First comes the hurdle of cutting carbs.
Because of a potential overproduction of insulin, your body likely doesn’t manage carbs as well as the other body types. “I tell patients to eat lower levels of carbs and more healthy fats, particularly monounsaturated fatty acids,” says Jampolis. Examples of monounsaturated fats (MUFAs) are nuts, avocado, and olive oil. (12) “It’s also especially important to make most or all grains whole grain,” she says.
The problem arises because while it’s easy to tell someone to eat less bread, rice, pasta, crackers, and potatoes, it can be more difficult to put the rule into practice, especially if you’re accustomed to eating this way. That may make this type of diet more difficult to stick to for some folks. For instance, while a past study found that people with type 2 diabetes who followed a low-carb diet lost weight and were able to lower their insulin medication, they also discovered that they were unlikely to stick to the diet after six months. (13)

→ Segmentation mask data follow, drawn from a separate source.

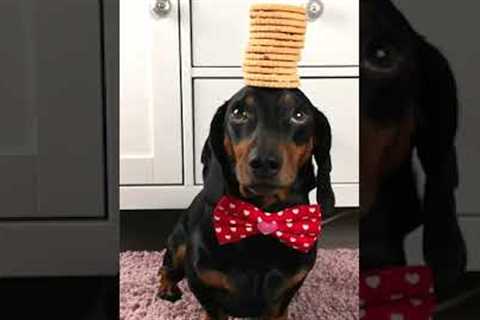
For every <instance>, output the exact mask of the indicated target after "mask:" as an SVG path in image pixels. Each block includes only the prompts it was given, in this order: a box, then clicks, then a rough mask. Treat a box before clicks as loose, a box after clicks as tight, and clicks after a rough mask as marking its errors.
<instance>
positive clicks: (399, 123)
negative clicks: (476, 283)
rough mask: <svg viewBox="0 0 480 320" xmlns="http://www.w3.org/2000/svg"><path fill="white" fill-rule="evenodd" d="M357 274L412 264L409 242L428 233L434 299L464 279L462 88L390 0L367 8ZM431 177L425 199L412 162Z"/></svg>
mask: <svg viewBox="0 0 480 320" xmlns="http://www.w3.org/2000/svg"><path fill="white" fill-rule="evenodd" d="M360 17H361V26H360V30H361V31H360V32H361V33H360V35H361V41H360V43H361V50H360V57H361V61H360V73H361V89H360V96H361V101H360V105H361V107H360V109H361V110H360V114H361V119H360V123H361V125H360V128H361V133H360V150H361V154H360V179H361V193H360V204H361V211H362V218H361V221H360V266H361V270H368V269H373V268H381V267H386V266H396V265H404V264H405V263H406V259H405V253H404V248H403V242H404V239H405V236H406V235H407V234H409V233H410V232H411V231H413V230H414V229H416V228H417V227H419V226H420V225H423V253H424V258H425V261H426V263H427V264H428V265H429V266H430V267H431V268H432V271H433V274H434V277H435V284H436V288H437V292H440V291H442V290H443V289H445V288H448V287H450V286H451V285H452V284H454V283H455V282H456V281H457V280H458V279H459V277H460V276H461V275H462V274H463V272H464V270H465V265H466V249H465V244H464V240H463V237H462V234H461V231H460V228H459V225H458V222H457V218H456V211H455V197H454V191H455V189H456V187H457V184H458V172H457V162H456V151H455V145H454V140H455V133H456V129H457V112H458V101H457V95H456V84H455V79H454V77H453V74H452V71H451V69H450V67H449V64H448V62H447V60H446V59H445V58H444V56H443V55H442V54H441V52H440V51H439V50H438V49H436V48H435V47H434V46H432V45H431V44H429V43H428V42H427V41H426V40H425V39H424V38H423V37H422V36H420V35H419V34H418V33H416V32H415V31H414V30H413V29H412V27H411V26H410V24H409V23H408V21H407V20H406V19H405V17H404V16H403V15H402V14H401V13H400V12H399V11H398V10H397V9H396V8H395V6H394V5H393V4H392V3H391V2H390V1H388V0H362V1H361V16H360ZM415 153H416V155H417V157H418V159H419V162H420V164H421V169H422V170H423V173H424V174H425V177H426V182H425V186H424V191H423V199H421V197H420V196H419V192H418V190H417V185H416V175H415V170H414V167H413V162H412V161H413V158H414V154H415Z"/></svg>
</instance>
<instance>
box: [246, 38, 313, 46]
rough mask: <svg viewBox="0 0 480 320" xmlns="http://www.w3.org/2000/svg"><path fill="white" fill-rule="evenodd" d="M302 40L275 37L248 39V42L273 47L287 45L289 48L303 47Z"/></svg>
mask: <svg viewBox="0 0 480 320" xmlns="http://www.w3.org/2000/svg"><path fill="white" fill-rule="evenodd" d="M303 43H304V42H303V41H288V40H277V39H250V40H249V41H248V44H249V45H251V46H274V47H289V48H303Z"/></svg>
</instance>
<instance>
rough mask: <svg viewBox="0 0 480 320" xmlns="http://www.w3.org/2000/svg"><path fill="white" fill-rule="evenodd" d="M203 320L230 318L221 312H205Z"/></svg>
mask: <svg viewBox="0 0 480 320" xmlns="http://www.w3.org/2000/svg"><path fill="white" fill-rule="evenodd" d="M203 320H228V316H227V315H226V314H225V313H224V312H222V311H220V310H216V311H205V313H204V315H203Z"/></svg>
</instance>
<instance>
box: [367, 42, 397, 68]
mask: <svg viewBox="0 0 480 320" xmlns="http://www.w3.org/2000/svg"><path fill="white" fill-rule="evenodd" d="M398 60H399V52H398V50H397V49H396V48H395V46H393V45H392V44H390V43H387V42H380V43H375V44H373V45H371V46H370V48H369V49H368V51H367V61H368V63H369V64H370V65H371V66H373V67H375V68H380V69H391V68H394V67H395V66H396V65H397V63H398Z"/></svg>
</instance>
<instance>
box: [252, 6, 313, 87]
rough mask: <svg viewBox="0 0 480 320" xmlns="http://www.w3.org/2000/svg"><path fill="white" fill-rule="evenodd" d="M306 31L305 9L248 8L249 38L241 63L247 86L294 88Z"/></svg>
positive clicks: (289, 7)
mask: <svg viewBox="0 0 480 320" xmlns="http://www.w3.org/2000/svg"><path fill="white" fill-rule="evenodd" d="M305 29H306V14H305V9H304V8H303V7H300V6H293V5H283V4H254V5H252V6H251V7H250V39H249V42H248V47H247V50H246V52H245V59H244V62H243V74H244V75H243V77H244V79H245V83H246V84H247V85H249V86H256V87H270V88H296V87H298V86H299V84H300V80H299V77H298V74H297V64H298V62H299V61H300V53H301V50H302V48H303V44H304V39H305Z"/></svg>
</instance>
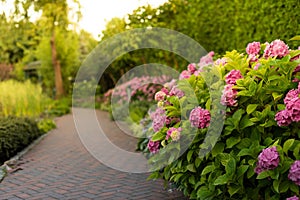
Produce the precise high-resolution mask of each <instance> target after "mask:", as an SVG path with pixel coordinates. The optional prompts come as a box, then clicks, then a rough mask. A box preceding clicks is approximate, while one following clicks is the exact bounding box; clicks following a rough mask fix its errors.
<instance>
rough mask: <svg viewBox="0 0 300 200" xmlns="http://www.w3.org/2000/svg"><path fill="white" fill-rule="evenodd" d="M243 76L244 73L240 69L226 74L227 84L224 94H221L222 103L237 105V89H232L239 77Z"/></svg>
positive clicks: (224, 105)
mask: <svg viewBox="0 0 300 200" xmlns="http://www.w3.org/2000/svg"><path fill="white" fill-rule="evenodd" d="M241 78H243V76H242V73H241V72H240V70H231V71H230V72H229V73H228V74H227V75H226V76H225V82H226V84H227V85H225V87H224V90H223V94H222V96H221V104H222V105H224V106H237V105H238V103H237V100H236V98H237V93H238V92H237V90H235V89H232V87H233V86H234V85H235V84H236V81H237V80H238V79H241Z"/></svg>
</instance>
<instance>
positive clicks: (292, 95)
mask: <svg viewBox="0 0 300 200" xmlns="http://www.w3.org/2000/svg"><path fill="white" fill-rule="evenodd" d="M299 94H300V91H299V89H293V90H290V91H289V92H288V93H287V94H286V95H285V98H284V100H283V101H284V104H285V105H287V104H289V103H290V101H291V100H292V99H294V98H298V96H299Z"/></svg>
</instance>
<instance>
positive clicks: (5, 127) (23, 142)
mask: <svg viewBox="0 0 300 200" xmlns="http://www.w3.org/2000/svg"><path fill="white" fill-rule="evenodd" d="M41 135H42V131H41V130H40V129H39V128H38V125H37V121H35V120H34V119H30V118H26V117H13V116H10V117H0V163H3V162H5V161H6V160H8V159H9V158H11V157H13V156H14V155H16V153H18V152H19V151H21V150H22V149H23V148H25V147H26V146H28V145H29V144H30V143H31V142H33V141H34V140H35V139H37V138H38V137H39V136H41Z"/></svg>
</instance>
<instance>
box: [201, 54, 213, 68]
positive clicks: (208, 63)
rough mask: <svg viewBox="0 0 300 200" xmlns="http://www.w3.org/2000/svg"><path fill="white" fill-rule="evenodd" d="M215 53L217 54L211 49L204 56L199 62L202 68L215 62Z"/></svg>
mask: <svg viewBox="0 0 300 200" xmlns="http://www.w3.org/2000/svg"><path fill="white" fill-rule="evenodd" d="M214 55H215V52H213V51H211V52H209V53H208V54H207V55H206V56H203V57H202V58H201V59H200V61H199V63H198V66H199V67H200V69H202V68H203V67H204V66H207V65H212V64H214V60H213V56H214Z"/></svg>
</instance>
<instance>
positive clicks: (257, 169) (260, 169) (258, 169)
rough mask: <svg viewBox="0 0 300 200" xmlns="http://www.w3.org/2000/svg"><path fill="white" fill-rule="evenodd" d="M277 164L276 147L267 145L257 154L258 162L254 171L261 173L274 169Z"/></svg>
mask: <svg viewBox="0 0 300 200" xmlns="http://www.w3.org/2000/svg"><path fill="white" fill-rule="evenodd" d="M278 164H279V153H278V152H277V148H276V147H269V148H266V149H263V150H262V152H261V153H260V154H259V156H258V162H257V165H256V168H255V172H256V173H258V174H259V173H261V172H262V171H265V170H269V169H275V168H276V167H277V166H278Z"/></svg>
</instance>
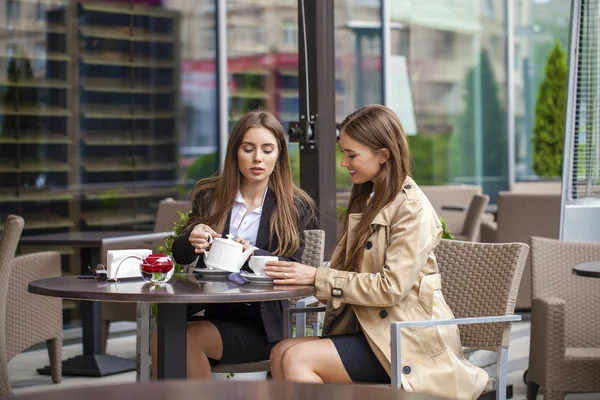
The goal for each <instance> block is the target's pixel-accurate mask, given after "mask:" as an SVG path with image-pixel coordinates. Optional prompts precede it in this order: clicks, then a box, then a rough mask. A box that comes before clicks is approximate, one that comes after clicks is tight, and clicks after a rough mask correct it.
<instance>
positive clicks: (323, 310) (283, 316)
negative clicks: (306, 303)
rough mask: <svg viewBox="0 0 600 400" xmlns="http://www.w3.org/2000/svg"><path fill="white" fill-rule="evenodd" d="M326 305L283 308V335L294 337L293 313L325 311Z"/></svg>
mask: <svg viewBox="0 0 600 400" xmlns="http://www.w3.org/2000/svg"><path fill="white" fill-rule="evenodd" d="M325 309H326V307H325V306H319V307H294V308H289V307H288V308H286V309H284V310H283V337H284V338H286V339H287V338H291V337H292V330H293V329H292V314H306V313H309V312H323V311H325Z"/></svg>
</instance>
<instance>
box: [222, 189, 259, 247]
mask: <svg viewBox="0 0 600 400" xmlns="http://www.w3.org/2000/svg"><path fill="white" fill-rule="evenodd" d="M267 190H269V188H268V187H267V188H266V189H265V194H264V195H263V201H262V203H261V205H260V207H258V208H255V209H254V210H252V211H250V212H248V207H247V206H246V202H245V201H244V198H243V197H242V193H240V191H238V194H237V196H236V198H235V203H233V208H232V209H231V219H230V220H229V234H230V235H233V236H234V238H238V237H241V238H242V239H244V240H247V241H249V242H250V244H252V246H256V236H257V235H258V227H259V225H260V217H261V216H262V208H263V205H264V204H265V197H266V195H267ZM246 213H247V214H246Z"/></svg>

Reducing calorie consumption can also be challenging. “An endomorph has to be the strictest about their diet, including total calories and how many calories come from carbs, but if they do those things, they can slim down,” says Catudal. You’ll also have to maintain the same way of eating even after reaching your goals; otherwise, your body may bounce back to its starting point. “The way you got there is the lifestyle you have to maintain to stay there,” he says.